Parmi les faits qui ont évolué entre avril 2016 et aujourd’hui, l’OMC note en particulier «une période d’instabilité financière qui a touché la Chine et d’autres économies de marché en développement au début de l’année», mais qui s’est apaisée depuis. La demande des économies en développement s’est également ralentie au premier trimestre alors que les économies développées connaissaient des évolutions contrastées entre le premier et le deuxième trimestre.
Commerce et croissance économique
Chose rare, les autorités mondiales s’inquiètent elles-mêmes de ce gros trou d’air. «Le ralentissement impressionnant de la croissance du commerce est grave et devrait servir de sonnette d’alarme. Il est particulièrement inquiétant vu l’hostilité croissante à l’égard de la mondialisation. Nous devons faire en sorte que cela ne se traduise pas par des politiques inconsidérées qui risqueraient d’aggraver encore plus la situation, non seulement sous l’angle du commerce, mais aussi dans la perspective de la création d’emplois et de la croissance économique et du développement lesquels sont si étroitement liés à un système d’échanges ouvert», a commenté le directeur général de l’OMC, Roberto Azevêdo, au moment de la publication de ces chiffres. Ce qui est craint par-dessus tout est un réflexe de repli des économies régionales, nationales ou locales sur elles-mêmes.

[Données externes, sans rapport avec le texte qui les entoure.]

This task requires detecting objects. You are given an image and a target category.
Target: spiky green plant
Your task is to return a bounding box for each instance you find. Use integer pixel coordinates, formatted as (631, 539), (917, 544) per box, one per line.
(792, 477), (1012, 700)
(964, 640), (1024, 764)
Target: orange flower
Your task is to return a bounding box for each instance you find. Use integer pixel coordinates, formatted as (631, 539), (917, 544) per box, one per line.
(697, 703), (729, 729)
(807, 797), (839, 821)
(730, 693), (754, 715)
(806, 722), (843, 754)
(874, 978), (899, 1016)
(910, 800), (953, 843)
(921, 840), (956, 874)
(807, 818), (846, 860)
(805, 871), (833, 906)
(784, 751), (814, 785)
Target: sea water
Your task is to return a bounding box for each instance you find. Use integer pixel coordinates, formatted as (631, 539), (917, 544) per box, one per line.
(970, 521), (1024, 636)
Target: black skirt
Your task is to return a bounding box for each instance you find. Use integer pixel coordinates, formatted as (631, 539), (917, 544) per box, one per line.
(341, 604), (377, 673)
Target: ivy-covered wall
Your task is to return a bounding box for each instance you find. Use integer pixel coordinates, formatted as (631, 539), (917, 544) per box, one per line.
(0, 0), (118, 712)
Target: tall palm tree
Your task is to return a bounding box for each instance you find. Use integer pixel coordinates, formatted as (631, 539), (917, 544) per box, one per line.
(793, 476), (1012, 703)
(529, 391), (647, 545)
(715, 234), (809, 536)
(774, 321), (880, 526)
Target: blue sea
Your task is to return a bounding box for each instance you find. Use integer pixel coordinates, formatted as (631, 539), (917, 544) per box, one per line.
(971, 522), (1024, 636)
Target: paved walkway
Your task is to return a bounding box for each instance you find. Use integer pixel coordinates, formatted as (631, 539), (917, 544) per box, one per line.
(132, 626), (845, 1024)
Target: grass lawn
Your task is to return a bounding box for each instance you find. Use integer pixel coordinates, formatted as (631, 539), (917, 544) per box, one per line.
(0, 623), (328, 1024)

Ces derniers chiffres décevants font également ressortir un récent affaiblissement du rapport entre le commerce et la croissance du PIB. Explications : de façon historique, «le commerce a toujours augmenté 1,5 fois plus vite que le PIB, même si, durant les années 1990, le volume mondial du commerce des marchandises a augmenté deux fois plus vite que le PIB réel mondial aux taux de change du marché. Ces dernières années, cependant, le rapport s’est rapproché de 1/1, soit un niveau inférieur aussi bien au record des années 1990 qu’à la moyenne historique», expliquent les experts de l’OMC. Si les estimations actuelles se confirment, il se pourrait même, grande première, que le rapport passe en dessous de 1. Dit autrement, plus la croissance du commerce est forte, plus, généralement, ceci signifie que la croissance économique est forte. Or, cette année, la logique serait inversée.
Autre signe de doute de la part de l’OMC : pour la première fois, l’organisme fournit divers scénarios pour ses prévisions du commerce pour 2017 plutôt que de donner des chiffres précis. Enfin, certains points particuliers méritent d’être notés à propos de ce commerce mondial. D’abord, la stagnation du commerce mondial des marchandises masque de fortes variations selon les régions. Ensuite, l’aspect le plus frappant est la baisse brutale des importations des régions exportatrices de ressources au cours des deux dernières années.
Au final, «le commerce pourrait se redresser au second semestre de 2016, même s’il est probable que le rythme d’expansion restera hésitant, mais les risques restent nombreux. Plusieurs incertitudes pèsent sur les perspectives concernant le reste de l’année et l’année prochaine, dont la volatilité financière due aux changements touchant la politique monétaire des pays développés, la possibilité que le discours grandissant à l’encontre du commerce se reflète de plus en plus dans la politique commerciale et les effets potentiels du vote sur le Brexit au Royaume-Uni (déclenchement en mars 2017 avec une sortie effective donc en 2019, ndlr) qui a accru l’incertitude quant aux futurs arrangements commerciaux en Europe, région où la croissance du commerce a été relativement forte».